Aziliz Le Corre est philosophe de formation et tout son livre garde la profondeur de ses études. En s’appuyant sur la mythologie antique, sur la Bible et sur toute la culture philosophique occidentale, la journaliste montre comment notre époque subit une « inversion des valeurs » et que « tout l’Occident est victime de ce déclin ».

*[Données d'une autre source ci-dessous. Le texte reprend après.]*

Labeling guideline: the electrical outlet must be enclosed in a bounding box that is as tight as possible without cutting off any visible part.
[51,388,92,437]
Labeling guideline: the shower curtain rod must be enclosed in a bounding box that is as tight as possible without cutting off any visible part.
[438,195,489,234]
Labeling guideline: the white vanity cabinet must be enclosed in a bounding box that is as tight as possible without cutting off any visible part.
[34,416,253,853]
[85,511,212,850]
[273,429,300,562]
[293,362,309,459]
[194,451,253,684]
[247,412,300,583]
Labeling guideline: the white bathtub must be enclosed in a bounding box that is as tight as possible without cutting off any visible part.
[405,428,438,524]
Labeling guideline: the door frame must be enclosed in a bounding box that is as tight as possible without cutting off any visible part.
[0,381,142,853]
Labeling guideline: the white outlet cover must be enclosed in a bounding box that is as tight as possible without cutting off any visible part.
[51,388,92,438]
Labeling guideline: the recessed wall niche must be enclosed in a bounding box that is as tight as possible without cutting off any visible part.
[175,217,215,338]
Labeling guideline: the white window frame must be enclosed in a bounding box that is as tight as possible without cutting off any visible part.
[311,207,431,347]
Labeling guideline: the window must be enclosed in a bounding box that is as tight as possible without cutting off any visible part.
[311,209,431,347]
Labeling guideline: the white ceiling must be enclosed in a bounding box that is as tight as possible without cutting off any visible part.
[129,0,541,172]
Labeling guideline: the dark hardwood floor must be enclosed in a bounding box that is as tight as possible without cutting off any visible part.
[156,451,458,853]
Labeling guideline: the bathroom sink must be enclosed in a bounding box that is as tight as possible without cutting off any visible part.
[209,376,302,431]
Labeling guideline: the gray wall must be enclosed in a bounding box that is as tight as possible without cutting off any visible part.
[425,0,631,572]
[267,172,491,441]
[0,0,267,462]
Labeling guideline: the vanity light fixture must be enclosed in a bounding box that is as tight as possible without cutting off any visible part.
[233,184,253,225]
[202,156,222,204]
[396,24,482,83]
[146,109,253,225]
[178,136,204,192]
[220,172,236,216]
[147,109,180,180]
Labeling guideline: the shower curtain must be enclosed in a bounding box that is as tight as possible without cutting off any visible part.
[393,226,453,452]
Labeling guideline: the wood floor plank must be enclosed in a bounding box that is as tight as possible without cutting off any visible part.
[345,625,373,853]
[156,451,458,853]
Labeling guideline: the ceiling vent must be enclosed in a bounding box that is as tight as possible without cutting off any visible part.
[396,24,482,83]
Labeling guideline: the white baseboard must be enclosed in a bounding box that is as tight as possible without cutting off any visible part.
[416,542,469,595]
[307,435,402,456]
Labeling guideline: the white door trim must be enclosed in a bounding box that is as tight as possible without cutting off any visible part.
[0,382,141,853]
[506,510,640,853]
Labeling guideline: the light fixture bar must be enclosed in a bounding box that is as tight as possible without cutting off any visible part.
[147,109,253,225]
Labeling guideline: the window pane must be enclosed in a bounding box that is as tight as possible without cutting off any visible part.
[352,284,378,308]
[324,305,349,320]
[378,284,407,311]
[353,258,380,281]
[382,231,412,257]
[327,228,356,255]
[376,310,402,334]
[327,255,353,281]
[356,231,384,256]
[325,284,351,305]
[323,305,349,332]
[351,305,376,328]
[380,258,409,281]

Soumission aux diktats consuméristes
L’auteur commence par analyser tout ce qui, aujourd’hui, freine voire empêche ces naissances. Toutes les dérives ou idéologies postmodernes sont passées au crible et expliquent ce non-désir ou plutôt cette non-volonté d’enfanter : néo-malthusianisme, société de consommation, société narcissique, société instable, néo-féminisme : tout est fait pour dégoûter les couples de devenir parents. Se servant de prétextes dans l’air du temps comme celui de l’écologie, de la lutte anti-patriarcale ou encore au nom du sacro-saint épanouissement personnel, l’homme et la femme ne veulent plus avoir d’enfants, se condamnant ainsi à ne plus être : « Les No Kids nient l’humanité en ne la faisant pas advenir. Mais, pire encore, ils la déconstruisent en désavouant ce qui la fonde : l’altérité homme-femme, la famille comme entité naturelle dans laquelle l’enfant est l’aboutissement de l’amour conjugal. » Elle montre ainsi comment, loin de s’affranchir de « l’injonction hétéronormée » à avoir des enfants, voire d’une « logique culturelle hétéronormative », les femmes et les hommes se soumettent aux nouveaux diktats d’une société consumériste avides d’avoir plutôt que d’être. Poursuivant un tonneau des Danaïdes de désirs matériels, les couples qui se font et se défont trouvent « une manière de revêtir des apparats de la vertu le refus de devenir père ou mère ».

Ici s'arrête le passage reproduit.